I think so  this thing is sooo warm and awesome 











I got it from a shop in Romania ...

http://www.marinisilvano.com/ this is the brand


----------



## MunkySpunk (Jan 7, 2009)

You look like a super mario mushroom.


----------



## romaniaK (Dec 30, 2009)

I heard "little red riding hood" before ... but mario > LRRH lol


----------



## Guest (Jan 7, 2010)

I dont' know why, but reminds me of 'the village'


----------



## tomtom88 (Nov 13, 2008)

Looks really warm!


----------



## bakesale (Nov 28, 2008)

winrar


----------



## Bkeller (Nov 3, 2009)

bakesale said:


> winrar



HAHAHAHAHAHAHA


----------



## Leo (Nov 24, 2009)

I don't know about the hood, but your eyes look epic through them goggles.


----------



## romaniaK (Dec 30, 2009)

bakesale said:


> winrar


facepalm.jpg

pic doesnt work. 

Leo thx <3


----------



## tomtom88 (Nov 13, 2008)

here is a repost of the pic for you.


----------



## Leo (Nov 24, 2009)

tomtom88 said:


> here is a repost of the pic for you.


Holy Poopsicles! I want one


----------



## romaniaK (Dec 30, 2009)

Leo said:


> Holy Poopsicles! I want one



haha you've never seen one?? they're called beard heads. and yes they are epic, but I couldnt sport one


----------



## Vlaze (Nov 12, 2008)

I just grow my own beard.

And actually that mask/hood looks pretty good Roma


----------



## Guest (Feb 1, 2010)

romaniaK said:


> I think so  this thing is sooo warm and awesome
> 
> 
> 
> ...


LOVE it :thumbsup::thumbsup:

I totally prefer the anonymous look when it comes to boarding. I'm always wearing a mask and most of the time you can't see any of my hair either.


----------



## Miles_K (Nov 21, 2009)

That is sweet. Too bad they don't make mens ones. Or atleast I think they don't (I can't read Romainian?)


----------



## linvillegorge (Jul 6, 2009)

Vlaze said:


> I just grow my own beard.


This is the route that I take


----------



## arsenic0 (Nov 11, 2008)

I couldnt stand it personally...you basically have tunnel vision with that thing on..

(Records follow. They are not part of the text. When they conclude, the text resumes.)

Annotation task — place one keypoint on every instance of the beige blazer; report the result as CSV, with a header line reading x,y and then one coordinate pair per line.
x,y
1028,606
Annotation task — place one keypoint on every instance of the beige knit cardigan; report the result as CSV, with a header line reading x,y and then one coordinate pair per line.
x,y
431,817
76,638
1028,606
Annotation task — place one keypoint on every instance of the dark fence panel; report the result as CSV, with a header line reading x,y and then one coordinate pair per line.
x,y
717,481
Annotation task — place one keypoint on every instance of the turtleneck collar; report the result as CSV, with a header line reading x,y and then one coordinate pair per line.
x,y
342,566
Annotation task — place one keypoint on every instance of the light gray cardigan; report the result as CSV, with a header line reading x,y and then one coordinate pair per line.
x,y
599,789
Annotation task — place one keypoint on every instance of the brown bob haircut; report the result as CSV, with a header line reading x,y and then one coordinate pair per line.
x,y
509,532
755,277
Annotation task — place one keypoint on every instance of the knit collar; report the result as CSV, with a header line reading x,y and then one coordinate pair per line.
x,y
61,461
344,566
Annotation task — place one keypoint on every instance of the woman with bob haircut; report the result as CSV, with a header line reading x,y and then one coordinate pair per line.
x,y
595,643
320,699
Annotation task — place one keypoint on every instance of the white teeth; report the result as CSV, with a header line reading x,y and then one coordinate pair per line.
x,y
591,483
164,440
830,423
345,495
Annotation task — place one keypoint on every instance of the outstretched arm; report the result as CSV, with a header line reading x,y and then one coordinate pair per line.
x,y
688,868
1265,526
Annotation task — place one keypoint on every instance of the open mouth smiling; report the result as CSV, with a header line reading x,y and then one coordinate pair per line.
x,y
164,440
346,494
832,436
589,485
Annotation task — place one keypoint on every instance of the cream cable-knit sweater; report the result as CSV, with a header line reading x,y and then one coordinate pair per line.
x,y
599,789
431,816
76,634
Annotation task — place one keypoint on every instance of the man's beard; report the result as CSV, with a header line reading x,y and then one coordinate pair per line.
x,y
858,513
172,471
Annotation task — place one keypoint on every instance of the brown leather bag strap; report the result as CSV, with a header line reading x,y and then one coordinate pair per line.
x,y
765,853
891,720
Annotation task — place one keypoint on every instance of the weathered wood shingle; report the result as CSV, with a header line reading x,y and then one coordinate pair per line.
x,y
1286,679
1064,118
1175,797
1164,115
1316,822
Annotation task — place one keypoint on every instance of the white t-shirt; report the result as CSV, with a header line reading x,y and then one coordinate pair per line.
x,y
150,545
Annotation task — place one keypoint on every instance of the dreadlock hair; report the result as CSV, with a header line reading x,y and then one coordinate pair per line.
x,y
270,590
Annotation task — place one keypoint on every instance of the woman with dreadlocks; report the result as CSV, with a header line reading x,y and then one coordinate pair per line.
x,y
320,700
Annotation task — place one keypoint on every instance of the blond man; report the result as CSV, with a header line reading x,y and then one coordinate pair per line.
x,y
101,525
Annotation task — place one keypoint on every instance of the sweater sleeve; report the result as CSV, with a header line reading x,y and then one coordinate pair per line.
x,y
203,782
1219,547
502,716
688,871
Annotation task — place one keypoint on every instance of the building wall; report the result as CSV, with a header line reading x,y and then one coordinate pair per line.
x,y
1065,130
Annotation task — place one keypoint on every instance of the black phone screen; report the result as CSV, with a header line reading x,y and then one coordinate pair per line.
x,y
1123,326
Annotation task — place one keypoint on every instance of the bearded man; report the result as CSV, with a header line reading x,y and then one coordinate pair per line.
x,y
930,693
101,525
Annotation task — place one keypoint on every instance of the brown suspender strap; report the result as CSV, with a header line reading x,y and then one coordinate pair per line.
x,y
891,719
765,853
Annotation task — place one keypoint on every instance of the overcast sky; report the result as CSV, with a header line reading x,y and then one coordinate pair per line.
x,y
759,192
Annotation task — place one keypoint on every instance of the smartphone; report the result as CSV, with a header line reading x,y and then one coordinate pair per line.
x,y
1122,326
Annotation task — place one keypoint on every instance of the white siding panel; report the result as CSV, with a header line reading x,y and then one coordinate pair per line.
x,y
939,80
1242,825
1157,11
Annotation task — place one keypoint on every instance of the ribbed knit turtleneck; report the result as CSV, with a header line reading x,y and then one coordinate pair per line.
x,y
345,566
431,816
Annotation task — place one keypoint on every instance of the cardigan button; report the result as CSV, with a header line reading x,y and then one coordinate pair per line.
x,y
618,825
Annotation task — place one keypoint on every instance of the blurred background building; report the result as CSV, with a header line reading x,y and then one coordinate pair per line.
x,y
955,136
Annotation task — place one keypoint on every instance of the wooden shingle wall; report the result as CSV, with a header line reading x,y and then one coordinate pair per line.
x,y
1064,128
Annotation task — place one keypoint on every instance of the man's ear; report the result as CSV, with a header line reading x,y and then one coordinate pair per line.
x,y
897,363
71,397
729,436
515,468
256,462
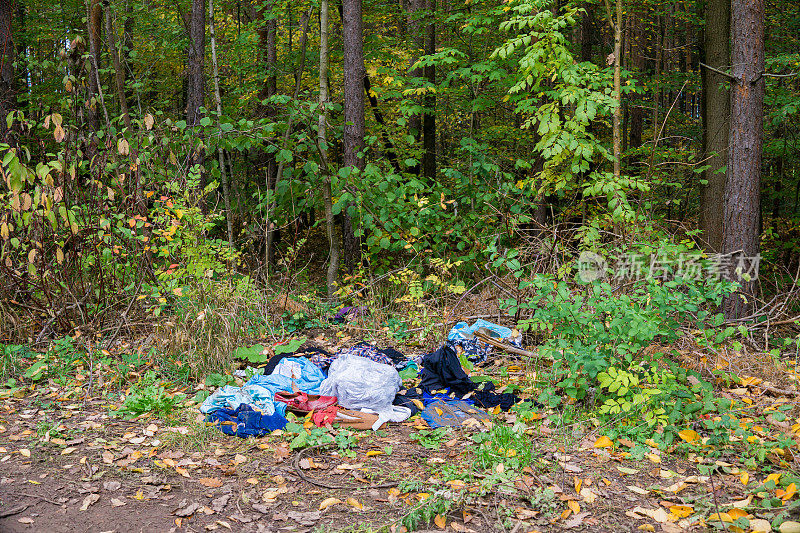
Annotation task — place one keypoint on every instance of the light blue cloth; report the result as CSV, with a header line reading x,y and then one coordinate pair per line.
x,y
463,331
260,391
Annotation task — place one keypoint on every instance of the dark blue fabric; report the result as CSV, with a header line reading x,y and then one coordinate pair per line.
x,y
246,421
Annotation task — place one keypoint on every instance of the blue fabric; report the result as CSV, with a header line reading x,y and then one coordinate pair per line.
x,y
478,351
260,391
246,421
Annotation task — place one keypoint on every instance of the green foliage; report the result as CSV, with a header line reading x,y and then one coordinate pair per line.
x,y
147,396
430,438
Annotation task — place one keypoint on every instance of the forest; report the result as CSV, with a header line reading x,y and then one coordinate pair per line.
x,y
192,190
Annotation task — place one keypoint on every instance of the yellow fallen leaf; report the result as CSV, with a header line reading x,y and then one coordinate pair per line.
x,y
738,513
689,435
654,458
717,517
603,442
352,502
790,491
328,502
681,511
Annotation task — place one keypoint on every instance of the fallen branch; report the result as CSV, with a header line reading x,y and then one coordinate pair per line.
x,y
507,347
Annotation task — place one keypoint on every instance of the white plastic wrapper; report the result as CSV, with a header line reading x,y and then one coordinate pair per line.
x,y
360,383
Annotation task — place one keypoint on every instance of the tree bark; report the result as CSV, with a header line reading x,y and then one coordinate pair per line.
x,y
298,79
429,118
94,14
223,172
716,119
322,141
196,86
119,75
742,200
354,71
8,96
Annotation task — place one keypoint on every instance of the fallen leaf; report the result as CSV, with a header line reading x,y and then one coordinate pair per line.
x,y
681,511
91,499
603,442
576,520
187,509
328,502
790,526
352,502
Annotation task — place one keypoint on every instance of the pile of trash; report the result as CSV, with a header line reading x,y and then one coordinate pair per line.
x,y
361,387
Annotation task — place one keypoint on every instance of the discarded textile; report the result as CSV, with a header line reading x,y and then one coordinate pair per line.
x,y
395,413
259,391
270,365
302,403
362,349
451,413
360,383
477,350
347,314
442,371
245,421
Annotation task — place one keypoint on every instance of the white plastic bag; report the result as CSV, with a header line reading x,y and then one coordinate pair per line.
x,y
360,383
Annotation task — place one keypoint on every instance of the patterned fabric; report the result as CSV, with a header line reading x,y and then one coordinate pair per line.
x,y
478,351
361,349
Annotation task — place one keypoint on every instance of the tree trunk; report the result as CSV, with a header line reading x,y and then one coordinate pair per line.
x,y
741,208
716,120
8,97
94,14
226,196
429,118
196,86
322,141
298,79
418,40
354,71
119,75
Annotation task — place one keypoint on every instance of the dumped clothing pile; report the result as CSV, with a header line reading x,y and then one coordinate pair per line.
x,y
362,387
463,336
357,391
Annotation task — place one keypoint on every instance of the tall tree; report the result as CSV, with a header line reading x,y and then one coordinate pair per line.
x,y
429,118
716,118
742,194
354,71
226,196
94,15
322,142
196,85
119,74
8,99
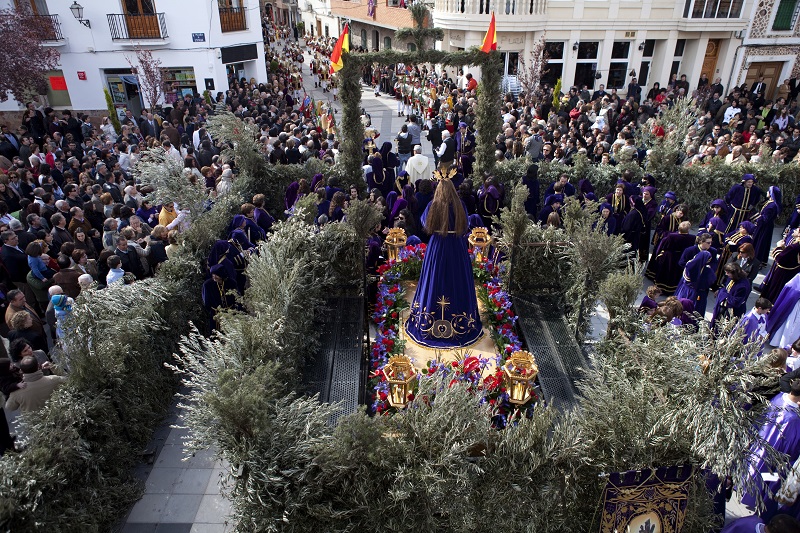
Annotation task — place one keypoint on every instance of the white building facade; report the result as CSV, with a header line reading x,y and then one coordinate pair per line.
x,y
201,44
593,42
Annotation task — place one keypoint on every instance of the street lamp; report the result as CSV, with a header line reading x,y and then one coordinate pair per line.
x,y
77,12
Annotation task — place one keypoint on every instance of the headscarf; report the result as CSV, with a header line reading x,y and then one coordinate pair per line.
x,y
585,186
775,193
220,270
315,181
399,205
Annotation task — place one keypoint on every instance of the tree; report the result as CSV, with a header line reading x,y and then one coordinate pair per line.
x,y
534,67
150,74
421,31
22,72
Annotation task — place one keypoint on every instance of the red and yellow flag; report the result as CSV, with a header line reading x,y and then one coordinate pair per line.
x,y
490,41
342,45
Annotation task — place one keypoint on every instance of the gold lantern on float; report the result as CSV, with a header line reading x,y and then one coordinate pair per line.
x,y
395,240
400,374
520,370
479,239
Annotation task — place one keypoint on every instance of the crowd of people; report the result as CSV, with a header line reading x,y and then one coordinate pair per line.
x,y
73,217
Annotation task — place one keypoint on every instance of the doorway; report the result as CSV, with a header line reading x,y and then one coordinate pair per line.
x,y
771,72
710,59
141,19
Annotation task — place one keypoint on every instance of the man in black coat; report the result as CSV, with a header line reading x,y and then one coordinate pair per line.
x,y
130,258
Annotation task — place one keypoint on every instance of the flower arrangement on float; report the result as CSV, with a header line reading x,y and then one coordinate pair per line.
x,y
394,380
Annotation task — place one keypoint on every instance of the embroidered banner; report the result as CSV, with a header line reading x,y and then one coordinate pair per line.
x,y
646,501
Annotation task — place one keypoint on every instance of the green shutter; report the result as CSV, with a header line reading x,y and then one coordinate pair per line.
x,y
783,19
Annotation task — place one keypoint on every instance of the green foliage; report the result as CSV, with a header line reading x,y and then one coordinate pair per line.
x,y
486,123
112,112
557,96
591,256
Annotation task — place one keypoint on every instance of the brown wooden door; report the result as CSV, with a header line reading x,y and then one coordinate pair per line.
x,y
771,72
141,19
710,59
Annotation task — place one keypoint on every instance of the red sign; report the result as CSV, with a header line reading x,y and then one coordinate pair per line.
x,y
58,83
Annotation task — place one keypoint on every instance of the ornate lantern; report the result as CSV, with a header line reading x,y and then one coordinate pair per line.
x,y
395,240
400,374
480,239
520,370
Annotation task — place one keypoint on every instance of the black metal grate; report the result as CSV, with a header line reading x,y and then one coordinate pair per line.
x,y
337,372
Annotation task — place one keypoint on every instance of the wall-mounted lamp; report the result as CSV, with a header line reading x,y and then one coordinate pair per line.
x,y
77,12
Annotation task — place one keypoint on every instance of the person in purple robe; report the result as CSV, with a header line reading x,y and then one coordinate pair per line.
x,y
765,224
585,192
781,430
663,268
716,228
607,221
733,241
783,322
781,523
668,204
553,204
332,188
669,224
732,296
785,265
703,242
620,204
696,281
741,200
650,208
794,219
465,145
718,209
688,318
531,181
632,225
316,181
218,293
291,195
489,199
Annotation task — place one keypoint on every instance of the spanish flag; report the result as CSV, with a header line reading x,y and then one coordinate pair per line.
x,y
342,45
490,41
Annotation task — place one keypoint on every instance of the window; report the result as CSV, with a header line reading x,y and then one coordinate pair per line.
x,y
786,16
709,9
647,57
555,62
586,68
618,69
57,93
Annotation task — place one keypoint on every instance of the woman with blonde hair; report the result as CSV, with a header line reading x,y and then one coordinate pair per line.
x,y
444,313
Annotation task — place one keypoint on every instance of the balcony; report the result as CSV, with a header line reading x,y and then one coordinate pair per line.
x,y
232,19
485,7
128,27
49,28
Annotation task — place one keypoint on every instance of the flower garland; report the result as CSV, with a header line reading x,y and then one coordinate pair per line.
x,y
500,318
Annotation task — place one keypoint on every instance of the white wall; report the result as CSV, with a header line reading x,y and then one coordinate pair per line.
x,y
92,49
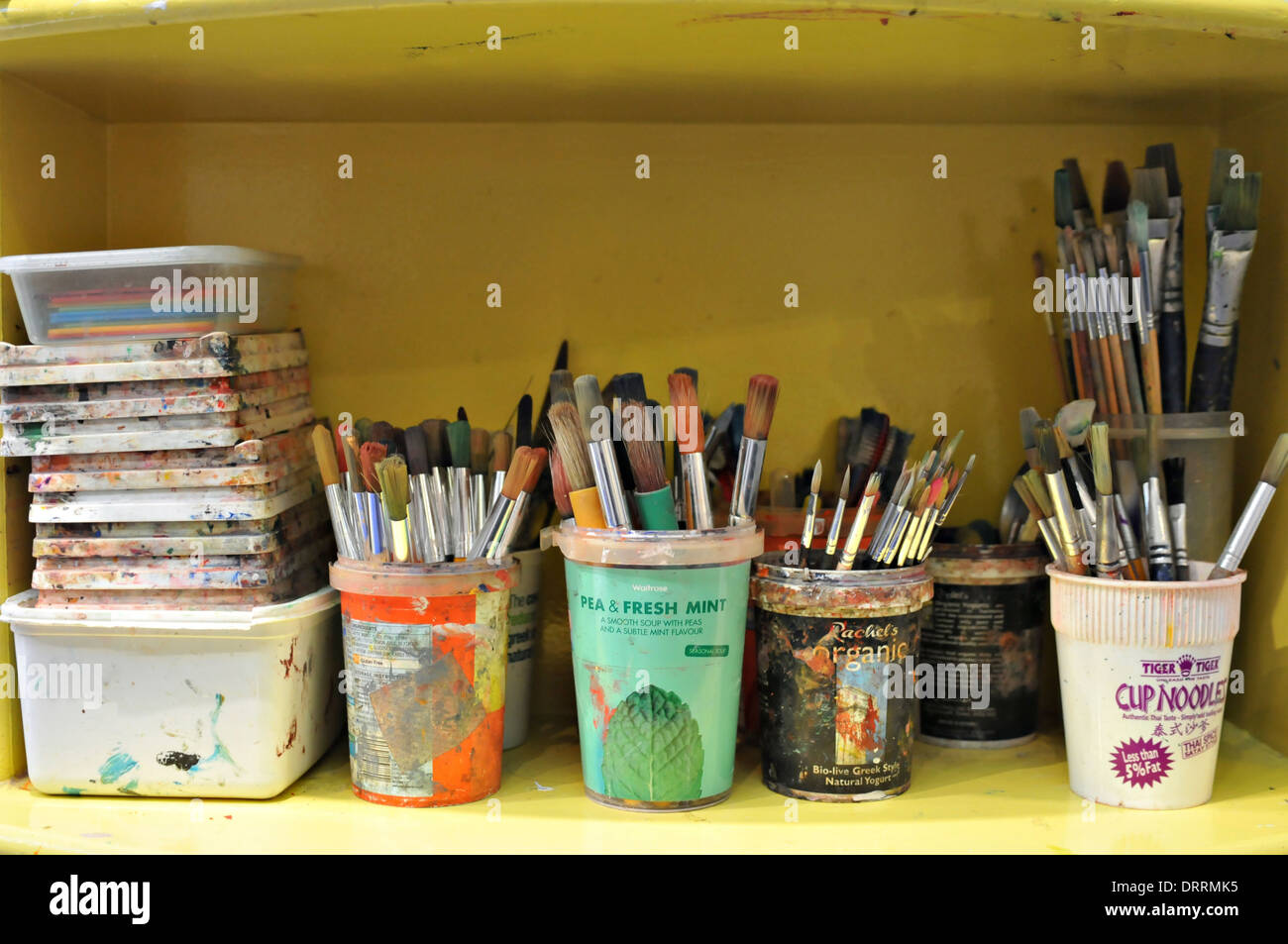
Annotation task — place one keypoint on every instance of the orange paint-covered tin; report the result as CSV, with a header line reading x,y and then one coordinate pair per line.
x,y
425,652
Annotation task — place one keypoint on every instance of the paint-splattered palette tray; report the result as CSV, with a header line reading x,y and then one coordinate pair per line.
x,y
178,539
155,432
308,578
245,464
175,505
217,355
209,572
65,402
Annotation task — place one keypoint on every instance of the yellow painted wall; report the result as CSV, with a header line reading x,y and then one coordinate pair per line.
x,y
38,214
915,294
1261,394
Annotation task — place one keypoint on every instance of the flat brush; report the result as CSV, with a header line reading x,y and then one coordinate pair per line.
x,y
1252,513
1050,467
1173,480
426,528
570,441
336,502
1158,531
1229,254
603,459
761,399
653,498
536,467
1108,557
833,533
487,543
370,455
460,487
854,540
393,496
811,507
688,419
1171,326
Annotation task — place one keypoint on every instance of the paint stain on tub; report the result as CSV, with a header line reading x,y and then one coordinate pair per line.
x,y
116,767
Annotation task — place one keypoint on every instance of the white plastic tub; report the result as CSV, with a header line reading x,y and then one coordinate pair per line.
x,y
170,291
165,703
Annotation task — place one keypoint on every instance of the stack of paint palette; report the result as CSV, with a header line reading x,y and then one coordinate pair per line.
x,y
174,474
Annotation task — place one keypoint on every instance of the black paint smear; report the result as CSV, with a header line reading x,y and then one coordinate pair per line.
x,y
178,759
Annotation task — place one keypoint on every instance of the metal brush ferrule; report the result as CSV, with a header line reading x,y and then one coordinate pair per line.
x,y
342,523
1180,550
426,536
1157,531
478,502
439,507
696,491
1245,527
488,540
462,511
1108,554
746,480
1067,526
1228,262
608,480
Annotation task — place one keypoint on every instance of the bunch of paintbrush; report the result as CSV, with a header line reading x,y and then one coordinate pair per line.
x,y
1121,287
433,492
608,467
919,500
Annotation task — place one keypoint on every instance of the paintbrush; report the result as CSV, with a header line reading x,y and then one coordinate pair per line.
x,y
460,485
426,528
1252,513
1044,526
393,494
559,485
1229,253
1171,326
1051,469
653,498
1108,557
688,420
487,543
833,532
1173,480
761,399
370,455
854,540
1154,523
570,441
335,498
603,460
1144,300
536,467
502,451
811,507
438,456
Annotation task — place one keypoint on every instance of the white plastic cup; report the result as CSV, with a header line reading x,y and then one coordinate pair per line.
x,y
1144,674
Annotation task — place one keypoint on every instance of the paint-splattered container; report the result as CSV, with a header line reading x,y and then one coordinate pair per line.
x,y
167,703
983,644
657,631
1144,679
524,622
835,657
424,653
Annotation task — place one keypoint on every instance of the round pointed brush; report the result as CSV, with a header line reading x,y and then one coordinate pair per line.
x,y
761,399
1252,513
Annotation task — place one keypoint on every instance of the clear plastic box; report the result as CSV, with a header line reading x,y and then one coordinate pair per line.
x,y
170,291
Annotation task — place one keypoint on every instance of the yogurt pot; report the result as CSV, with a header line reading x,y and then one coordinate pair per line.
x,y
1144,672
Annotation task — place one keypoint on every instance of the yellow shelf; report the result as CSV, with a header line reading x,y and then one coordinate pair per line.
x,y
960,801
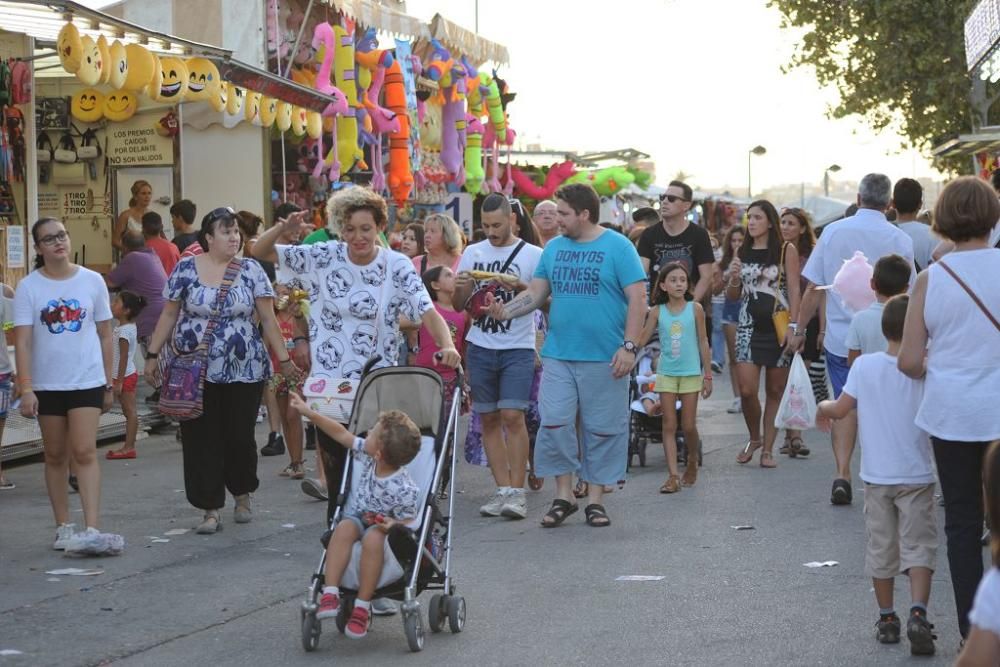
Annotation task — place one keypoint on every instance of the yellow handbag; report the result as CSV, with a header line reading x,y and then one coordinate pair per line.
x,y
781,318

Its awesome looking, but highly impractical for snowboarding i think 

I can already see it pulling back off your head once you get moving and air gets in there ..like a mini parachute lol...


----------



## sedition (Feb 8, 2007)

dellrides88 said:


> I totally prefer the anonymous look when it comes to boarding. I'm always wearing a mask and most of the time you can't see any of my hair either.


:thumbsup: Masks are fun. But, I don't think people tap into the creativity with them on the mountain as much as they should. That said, THIS is the most epic face mask ever. I'd kill to hit the slopes with something like this.


----------



## iVanessa (Jan 19, 2010)

arsenic0 said:


> I couldnt stand it personally...you basically have tunnel vision with that thing on..
> 
> Its awesome looking, but highly impractical for snowboarding i think
> 
> I can already see it pulling back off your head once you get moving and air gets in there ..like a mini parachute lol...


I agreeeeee :thumbsup:


----------